We are blessed and privileged to be able to afford these things (and be given them through hubby’s work) but unfortunately, to my 3 year old – they just seem like a part of everyday life because they’ve been around as long as he has – and because they’re so common now with other kids and households.
For us, it’s constantly on our minds that our kids see these things as expensive, that they are tools (not just toys) and that not only do they need to be treated with even more care than their average toy, but that they aren’t a God-given right to use despite their behaviour or attitude.
Beyond technological gadgets though – I think you’ve hit the nail on the head.

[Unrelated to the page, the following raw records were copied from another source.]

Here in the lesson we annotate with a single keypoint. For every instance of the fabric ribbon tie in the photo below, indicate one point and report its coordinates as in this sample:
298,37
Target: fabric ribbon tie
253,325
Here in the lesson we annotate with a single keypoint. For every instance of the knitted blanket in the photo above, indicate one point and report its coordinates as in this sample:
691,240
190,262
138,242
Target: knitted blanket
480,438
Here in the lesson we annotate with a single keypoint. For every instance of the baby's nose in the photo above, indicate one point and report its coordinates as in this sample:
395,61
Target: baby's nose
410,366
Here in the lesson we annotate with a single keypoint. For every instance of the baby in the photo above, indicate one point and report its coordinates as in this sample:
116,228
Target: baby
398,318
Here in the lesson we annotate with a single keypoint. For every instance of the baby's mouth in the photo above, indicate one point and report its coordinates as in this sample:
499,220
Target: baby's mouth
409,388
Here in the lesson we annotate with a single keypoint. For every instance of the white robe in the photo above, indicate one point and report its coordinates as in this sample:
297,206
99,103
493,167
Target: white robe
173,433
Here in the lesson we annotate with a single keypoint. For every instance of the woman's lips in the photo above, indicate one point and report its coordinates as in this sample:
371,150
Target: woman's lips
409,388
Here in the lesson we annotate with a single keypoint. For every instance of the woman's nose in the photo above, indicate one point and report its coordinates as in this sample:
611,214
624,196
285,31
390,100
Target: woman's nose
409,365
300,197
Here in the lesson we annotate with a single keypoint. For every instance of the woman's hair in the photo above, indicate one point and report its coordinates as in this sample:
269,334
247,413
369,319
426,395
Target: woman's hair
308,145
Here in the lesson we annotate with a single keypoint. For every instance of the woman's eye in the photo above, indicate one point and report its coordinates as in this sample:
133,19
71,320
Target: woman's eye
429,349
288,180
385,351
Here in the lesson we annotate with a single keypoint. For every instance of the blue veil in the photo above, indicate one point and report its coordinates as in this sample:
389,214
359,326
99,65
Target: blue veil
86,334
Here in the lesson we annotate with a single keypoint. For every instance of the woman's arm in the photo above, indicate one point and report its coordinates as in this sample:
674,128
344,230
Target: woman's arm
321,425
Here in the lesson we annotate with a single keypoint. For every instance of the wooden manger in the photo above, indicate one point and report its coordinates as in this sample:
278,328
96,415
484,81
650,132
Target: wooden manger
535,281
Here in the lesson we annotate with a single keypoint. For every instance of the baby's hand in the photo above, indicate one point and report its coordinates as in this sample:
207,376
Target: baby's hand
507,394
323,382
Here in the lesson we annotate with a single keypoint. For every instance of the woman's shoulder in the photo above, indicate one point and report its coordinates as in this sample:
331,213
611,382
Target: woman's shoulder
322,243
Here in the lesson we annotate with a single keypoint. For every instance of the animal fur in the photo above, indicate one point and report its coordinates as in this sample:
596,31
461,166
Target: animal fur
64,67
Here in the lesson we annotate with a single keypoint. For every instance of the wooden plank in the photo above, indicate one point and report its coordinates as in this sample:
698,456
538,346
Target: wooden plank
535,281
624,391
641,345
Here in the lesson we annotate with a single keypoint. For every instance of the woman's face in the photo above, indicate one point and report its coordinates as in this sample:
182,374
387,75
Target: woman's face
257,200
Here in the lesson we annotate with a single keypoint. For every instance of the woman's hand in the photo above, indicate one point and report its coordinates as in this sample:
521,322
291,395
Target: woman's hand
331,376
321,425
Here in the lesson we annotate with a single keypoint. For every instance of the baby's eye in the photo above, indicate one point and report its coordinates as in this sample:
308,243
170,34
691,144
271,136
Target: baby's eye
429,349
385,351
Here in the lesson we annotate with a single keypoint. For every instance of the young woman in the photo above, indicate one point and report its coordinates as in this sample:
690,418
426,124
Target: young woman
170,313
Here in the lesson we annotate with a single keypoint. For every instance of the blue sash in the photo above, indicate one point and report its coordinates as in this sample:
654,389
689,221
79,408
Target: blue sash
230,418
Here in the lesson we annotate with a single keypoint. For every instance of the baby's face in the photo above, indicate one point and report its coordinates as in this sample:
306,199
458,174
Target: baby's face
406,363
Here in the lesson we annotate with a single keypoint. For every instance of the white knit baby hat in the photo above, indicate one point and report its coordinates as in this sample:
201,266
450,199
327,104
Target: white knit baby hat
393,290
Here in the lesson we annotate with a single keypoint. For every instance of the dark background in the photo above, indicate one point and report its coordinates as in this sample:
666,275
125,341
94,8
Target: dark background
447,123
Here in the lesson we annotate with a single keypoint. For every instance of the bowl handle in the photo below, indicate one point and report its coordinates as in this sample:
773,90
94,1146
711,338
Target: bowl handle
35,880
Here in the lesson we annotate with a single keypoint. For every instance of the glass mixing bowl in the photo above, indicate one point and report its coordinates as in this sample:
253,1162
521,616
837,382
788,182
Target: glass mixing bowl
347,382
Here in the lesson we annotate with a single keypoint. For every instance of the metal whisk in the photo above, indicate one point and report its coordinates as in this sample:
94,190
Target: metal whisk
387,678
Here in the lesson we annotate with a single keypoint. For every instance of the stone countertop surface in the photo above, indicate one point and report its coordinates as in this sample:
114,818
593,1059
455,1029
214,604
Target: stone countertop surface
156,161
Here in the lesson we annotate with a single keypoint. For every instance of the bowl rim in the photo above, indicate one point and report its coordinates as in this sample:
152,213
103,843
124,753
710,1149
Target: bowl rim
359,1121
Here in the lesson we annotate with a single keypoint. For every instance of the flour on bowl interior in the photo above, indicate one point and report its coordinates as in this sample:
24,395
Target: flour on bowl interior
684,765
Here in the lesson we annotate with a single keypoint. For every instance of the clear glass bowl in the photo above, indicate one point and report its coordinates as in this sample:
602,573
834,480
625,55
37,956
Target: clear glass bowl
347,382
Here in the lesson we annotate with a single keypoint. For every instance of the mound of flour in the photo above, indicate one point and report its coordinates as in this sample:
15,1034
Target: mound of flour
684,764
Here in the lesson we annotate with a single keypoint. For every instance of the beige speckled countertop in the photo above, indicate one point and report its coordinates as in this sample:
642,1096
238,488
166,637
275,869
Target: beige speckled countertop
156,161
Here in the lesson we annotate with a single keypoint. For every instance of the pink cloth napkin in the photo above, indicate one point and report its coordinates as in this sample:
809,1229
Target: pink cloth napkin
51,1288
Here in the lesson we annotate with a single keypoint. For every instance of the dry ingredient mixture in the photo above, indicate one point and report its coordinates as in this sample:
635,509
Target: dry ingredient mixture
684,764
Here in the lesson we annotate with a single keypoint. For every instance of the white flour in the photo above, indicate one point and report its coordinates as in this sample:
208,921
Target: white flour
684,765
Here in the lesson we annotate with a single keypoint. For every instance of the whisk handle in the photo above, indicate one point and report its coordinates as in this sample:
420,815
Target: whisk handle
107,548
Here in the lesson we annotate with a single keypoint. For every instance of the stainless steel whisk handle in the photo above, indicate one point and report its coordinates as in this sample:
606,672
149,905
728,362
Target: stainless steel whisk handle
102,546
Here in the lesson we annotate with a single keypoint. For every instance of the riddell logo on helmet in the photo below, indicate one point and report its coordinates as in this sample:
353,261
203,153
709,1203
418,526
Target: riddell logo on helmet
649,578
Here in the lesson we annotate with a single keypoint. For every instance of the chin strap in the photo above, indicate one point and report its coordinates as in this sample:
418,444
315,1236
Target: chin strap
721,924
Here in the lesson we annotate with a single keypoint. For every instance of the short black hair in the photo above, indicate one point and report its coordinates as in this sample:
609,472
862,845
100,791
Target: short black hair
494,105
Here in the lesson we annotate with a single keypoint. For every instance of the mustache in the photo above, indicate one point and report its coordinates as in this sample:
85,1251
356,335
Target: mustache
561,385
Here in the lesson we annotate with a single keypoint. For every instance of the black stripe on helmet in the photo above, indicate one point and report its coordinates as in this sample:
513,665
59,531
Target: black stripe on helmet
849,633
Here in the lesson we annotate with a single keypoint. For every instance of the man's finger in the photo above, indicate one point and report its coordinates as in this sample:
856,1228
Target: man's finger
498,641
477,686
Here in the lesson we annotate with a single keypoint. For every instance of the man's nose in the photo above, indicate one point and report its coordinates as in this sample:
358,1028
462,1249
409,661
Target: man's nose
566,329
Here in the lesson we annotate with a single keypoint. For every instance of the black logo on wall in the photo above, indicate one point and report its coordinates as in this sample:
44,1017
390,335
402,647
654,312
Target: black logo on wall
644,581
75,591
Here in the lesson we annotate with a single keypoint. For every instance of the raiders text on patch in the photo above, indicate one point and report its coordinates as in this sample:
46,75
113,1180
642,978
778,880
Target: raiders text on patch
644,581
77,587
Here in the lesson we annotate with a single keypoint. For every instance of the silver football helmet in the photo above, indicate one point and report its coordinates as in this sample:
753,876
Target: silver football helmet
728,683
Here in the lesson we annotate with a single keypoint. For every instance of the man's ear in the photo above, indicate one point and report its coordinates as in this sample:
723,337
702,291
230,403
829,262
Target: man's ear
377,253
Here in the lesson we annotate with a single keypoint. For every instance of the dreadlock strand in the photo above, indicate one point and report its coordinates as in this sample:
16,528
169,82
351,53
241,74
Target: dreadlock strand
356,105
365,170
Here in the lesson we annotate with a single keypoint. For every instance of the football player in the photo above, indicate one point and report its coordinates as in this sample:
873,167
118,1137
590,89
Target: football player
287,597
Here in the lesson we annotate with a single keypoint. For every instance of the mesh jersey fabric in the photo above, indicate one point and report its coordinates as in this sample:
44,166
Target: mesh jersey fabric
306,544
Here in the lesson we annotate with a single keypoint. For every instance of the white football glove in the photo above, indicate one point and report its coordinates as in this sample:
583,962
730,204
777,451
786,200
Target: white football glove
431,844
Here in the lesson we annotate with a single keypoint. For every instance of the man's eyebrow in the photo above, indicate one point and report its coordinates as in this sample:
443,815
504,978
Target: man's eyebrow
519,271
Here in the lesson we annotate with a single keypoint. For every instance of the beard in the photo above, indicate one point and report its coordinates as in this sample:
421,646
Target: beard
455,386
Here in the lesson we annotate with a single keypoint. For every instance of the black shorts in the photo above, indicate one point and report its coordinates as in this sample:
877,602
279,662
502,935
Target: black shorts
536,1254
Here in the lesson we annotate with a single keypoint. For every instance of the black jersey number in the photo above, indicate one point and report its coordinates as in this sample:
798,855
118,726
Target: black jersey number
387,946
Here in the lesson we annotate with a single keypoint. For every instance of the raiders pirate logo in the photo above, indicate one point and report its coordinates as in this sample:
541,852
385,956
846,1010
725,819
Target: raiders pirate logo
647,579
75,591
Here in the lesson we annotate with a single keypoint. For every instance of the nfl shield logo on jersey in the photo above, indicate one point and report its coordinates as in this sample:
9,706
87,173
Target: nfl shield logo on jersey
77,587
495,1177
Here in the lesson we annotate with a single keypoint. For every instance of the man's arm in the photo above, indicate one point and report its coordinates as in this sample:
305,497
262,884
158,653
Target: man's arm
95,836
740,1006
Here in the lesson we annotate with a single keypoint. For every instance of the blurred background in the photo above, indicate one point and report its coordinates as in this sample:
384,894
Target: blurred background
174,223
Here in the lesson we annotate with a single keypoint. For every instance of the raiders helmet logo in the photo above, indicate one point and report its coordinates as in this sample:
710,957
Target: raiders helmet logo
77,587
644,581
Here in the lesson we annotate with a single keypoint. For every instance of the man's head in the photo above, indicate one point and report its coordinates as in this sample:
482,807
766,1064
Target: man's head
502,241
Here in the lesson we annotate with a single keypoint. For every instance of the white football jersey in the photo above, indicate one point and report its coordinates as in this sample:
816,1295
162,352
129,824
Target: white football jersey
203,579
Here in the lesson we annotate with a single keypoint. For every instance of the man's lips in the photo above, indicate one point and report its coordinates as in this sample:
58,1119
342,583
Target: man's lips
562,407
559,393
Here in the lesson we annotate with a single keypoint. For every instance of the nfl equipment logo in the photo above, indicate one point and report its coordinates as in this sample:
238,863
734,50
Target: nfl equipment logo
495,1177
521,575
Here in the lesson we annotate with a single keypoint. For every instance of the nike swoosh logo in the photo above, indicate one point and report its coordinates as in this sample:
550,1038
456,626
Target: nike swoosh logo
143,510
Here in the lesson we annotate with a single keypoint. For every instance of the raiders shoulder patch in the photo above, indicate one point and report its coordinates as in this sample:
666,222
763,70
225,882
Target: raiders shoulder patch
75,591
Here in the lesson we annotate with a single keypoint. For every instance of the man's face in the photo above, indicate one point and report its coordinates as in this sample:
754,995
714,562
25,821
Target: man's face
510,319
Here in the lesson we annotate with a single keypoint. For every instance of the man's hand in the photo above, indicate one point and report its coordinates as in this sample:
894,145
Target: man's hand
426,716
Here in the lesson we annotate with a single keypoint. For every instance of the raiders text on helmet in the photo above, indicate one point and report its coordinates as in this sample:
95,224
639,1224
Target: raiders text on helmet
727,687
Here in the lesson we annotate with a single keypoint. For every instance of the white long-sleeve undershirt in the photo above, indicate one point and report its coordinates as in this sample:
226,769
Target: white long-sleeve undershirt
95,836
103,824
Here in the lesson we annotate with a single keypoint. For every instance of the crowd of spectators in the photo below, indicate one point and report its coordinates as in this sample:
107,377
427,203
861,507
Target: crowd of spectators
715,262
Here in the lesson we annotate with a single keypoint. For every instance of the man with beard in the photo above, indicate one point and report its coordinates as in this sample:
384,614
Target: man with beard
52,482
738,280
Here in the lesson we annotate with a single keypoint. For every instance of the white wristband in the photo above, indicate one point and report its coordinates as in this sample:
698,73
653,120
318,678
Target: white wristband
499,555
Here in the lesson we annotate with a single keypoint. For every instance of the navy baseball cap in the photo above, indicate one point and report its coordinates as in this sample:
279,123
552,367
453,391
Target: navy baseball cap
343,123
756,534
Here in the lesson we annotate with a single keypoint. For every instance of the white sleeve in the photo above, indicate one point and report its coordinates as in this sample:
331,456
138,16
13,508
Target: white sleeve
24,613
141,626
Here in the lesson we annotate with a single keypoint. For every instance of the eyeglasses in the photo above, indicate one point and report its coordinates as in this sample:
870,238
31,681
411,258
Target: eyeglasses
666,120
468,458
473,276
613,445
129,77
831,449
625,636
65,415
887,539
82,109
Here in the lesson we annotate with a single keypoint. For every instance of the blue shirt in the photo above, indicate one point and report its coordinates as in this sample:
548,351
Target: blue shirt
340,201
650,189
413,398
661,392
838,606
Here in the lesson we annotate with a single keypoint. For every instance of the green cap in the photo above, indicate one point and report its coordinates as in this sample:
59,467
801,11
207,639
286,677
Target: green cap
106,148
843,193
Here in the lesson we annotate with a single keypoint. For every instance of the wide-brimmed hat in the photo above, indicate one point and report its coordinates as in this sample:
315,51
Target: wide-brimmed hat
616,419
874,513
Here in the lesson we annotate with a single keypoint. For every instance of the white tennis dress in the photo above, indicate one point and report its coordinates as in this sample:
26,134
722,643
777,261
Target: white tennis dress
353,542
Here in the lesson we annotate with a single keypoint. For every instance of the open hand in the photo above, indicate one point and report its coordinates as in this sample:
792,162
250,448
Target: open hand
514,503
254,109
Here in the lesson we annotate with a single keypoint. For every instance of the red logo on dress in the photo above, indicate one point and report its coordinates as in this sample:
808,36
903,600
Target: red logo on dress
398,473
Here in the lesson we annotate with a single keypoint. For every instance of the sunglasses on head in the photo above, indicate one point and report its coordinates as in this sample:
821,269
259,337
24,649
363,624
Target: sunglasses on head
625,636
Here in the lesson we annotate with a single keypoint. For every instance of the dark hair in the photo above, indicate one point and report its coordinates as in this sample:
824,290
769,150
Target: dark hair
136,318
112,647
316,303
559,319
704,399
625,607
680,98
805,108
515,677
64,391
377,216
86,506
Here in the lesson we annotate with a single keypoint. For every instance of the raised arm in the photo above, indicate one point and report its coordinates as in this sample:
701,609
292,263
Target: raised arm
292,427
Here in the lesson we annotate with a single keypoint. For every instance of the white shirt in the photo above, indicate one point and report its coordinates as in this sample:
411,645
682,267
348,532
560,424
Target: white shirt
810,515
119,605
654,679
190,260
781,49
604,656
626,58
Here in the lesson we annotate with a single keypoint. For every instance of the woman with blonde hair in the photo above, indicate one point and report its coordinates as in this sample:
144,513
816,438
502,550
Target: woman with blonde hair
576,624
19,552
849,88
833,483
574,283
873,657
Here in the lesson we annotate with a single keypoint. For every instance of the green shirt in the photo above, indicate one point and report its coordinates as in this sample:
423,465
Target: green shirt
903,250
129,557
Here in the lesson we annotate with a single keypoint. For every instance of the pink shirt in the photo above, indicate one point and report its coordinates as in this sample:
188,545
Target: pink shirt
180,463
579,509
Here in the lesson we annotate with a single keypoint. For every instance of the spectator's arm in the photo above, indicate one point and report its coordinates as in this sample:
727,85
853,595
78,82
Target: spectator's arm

When I was little and we went out to eat, we got two choices: a healthy meal with dessert, or a not not so healthy meal and no dessert. These days I see families come in and the kids (toddlers even) get asked what they want – and they get anything they want. If they don’t end up by eating it all, I’ve even seen some parents order them more food of their child’s choosing. Obviously there can be unique circumstances behind this but mostly, when I worked in the hospitality industry, it gave me pause just to see how entitled and ungrateful we’ve become as a collective society.
The teaching has to start somewhere. I’m so grateful for this article!!
Rachel Norman says
Great thoughts. It is crazy the things that are “normal” now that wouldn’t have been ten v years ago. Technology and just the price of must have. We have those things too, minus gaming, but I think you are right that it is our attitude towards them and how we let them treat those things.